Redeeming the Time
For more than two decades, New Hope Community Church and Pastor Malcolm P. MacPhail filled needs in Gilroy, California, by leading or partnering in efforts to rescue youth from gangs, feed the hungry, aid struggling families, battle addictions, and counsel the grieving victims of crime and tragedy.
Through it all, MacPhail has been the gregarious, smiling face of the Assemblies of God church to the northern California Santa Clara Valley farming community of about 53,000. Whether in soup kitchens, sponsoring picnics and holiday meals and gifts for children in poor neighborhoods, working with homeless and foster parenting programs, welcoming teachers back each school year with breakfast, or hosting an annual banquet to honor police officers and firefighters, Gilroy residents have come to expect seeing MacPhail, wife Kathy, the church staff, and adherents of the 800-strong flock living their faith.
Few knew the 59-year-old MacPhail was enduring a prolonged Job-like journey. In 1994 MacPhail received a diagnosis of chronic myeloid leukemia. Doctors informed him he had two years to live.
The diagnosis devastated MacPhail, then just 36 years old and with four children under 8 years old. Doctors explained even a bone marrow transplant — often a last resort for leukemia patients — was an extreme longshot. MacPhail’s unique genetic makeup made chances for finding a perfect match miniscule.
Taking then-experimental interferon treatments, MacPhail stretched his life an additional four more years, although he felt sick almost every day. Then his kidneys began to fail; doctors told him that a bone marrow transplant, however long the odds, was his last chance.
As they had since his first diagnosis, congregants prayed for the pastor, renewing heavenly petitions for a miracle. And not only the folks at New Hope prayed; people from all around Gilroy told him they were praying, too. The Gilroy Rotary Club, supporting their fellow Rotarian, even organized bone marrow donor drives.
Meanwhile, MacPhail connected with the Fred Hutchinson Cancer Research Center in Seattle. Despite MacPhail’s genetic challenges, doctors performed a bone marrow transplant at the facility in 1999. But new challenges cropped up.
Weakened by six months of chemotherapy that destroyed his old, diseased bone marrow, MacPhail caught a cold a couple of months after the operation. He then had a severe allergic reaction to the penicillin he received to fight it. MacPhail slipped into a coma for several weeks, and didn’t leave the hospital for another five months.
Slowly, however, he recovered. By 2003, he had weaned off the drugs. He began to throw himself completely into ministry. His years at New Hope Community have been busy and productive, with the church growing 11 times larger than the 75 who attended when he arrived in 1992.
Still, MacPhail struggled with health issues, likely the result of side effects of his cancer treatments and anti-rejection drugs. Chief among them was failing vision, forcing MacPhail to endure corneal transplants and reconstructive surgeries in the following years.

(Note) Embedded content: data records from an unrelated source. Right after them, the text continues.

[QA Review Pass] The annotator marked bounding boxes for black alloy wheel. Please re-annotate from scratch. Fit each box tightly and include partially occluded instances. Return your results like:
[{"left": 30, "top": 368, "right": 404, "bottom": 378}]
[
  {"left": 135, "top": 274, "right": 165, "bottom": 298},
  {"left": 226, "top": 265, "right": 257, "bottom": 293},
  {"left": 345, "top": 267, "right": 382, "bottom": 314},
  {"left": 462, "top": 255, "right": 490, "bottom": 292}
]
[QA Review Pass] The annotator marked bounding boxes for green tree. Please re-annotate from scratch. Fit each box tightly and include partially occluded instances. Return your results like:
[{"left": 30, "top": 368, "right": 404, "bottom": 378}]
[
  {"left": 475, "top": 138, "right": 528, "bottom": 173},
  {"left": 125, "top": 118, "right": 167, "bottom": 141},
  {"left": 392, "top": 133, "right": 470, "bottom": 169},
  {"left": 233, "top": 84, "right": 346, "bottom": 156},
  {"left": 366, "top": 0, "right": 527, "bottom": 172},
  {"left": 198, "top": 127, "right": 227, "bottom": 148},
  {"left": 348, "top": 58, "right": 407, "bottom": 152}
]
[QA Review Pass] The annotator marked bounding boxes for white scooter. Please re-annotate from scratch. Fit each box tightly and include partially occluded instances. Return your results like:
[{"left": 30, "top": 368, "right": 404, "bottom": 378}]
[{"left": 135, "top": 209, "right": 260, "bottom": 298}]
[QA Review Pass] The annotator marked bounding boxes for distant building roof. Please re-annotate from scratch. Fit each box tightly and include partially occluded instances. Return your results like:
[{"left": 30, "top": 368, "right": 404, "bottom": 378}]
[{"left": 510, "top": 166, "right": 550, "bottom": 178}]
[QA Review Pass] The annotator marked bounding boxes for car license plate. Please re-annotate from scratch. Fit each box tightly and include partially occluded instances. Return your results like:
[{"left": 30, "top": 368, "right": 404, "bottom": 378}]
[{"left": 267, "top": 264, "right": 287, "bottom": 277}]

In 2013, he awoke to chest pain and went into full cardiac arrest.
“It was what doctors call the ‘widow maker,’ 90 percent artery blockage,” MacPhail recalls. Rushed into surgery, by the following week MacPhail returned home to continue recovery — and celebrate his 30th wedding anniversary with Kathy.
“I’ve come to realize that every day matters, every hour matters,” he says. “I didn’t know if I was going to have any more time. That’s not only filtered into my ministry, but my marriage and family, too. I’ve become a lot more intentional about where I spend my time, and how I spend my time.”
As a pastor, facing death and sickness and enduring through faith and the prayers of his church family and strangers alike, he is more inclined to take larger steps of faith.
“I’ve beaten death several times!” MacPhail says. “Taking larger steps of faith is doable, with the Holy Spirit leading me.”
Years of service and inspiration to the community prompted the Gilroy Chamber of Commerce to name MacPhail its 2016 Man of the Year.
“Since his arrival in Gilroy, he has believed in doing church ‘outside the walls,’” says Chamber President Mark Turner. As a result, he had been involved in many outreach efforts to the community. Pastor Malcolm has set a standard not just for his own church, but for the faith community as a whole.”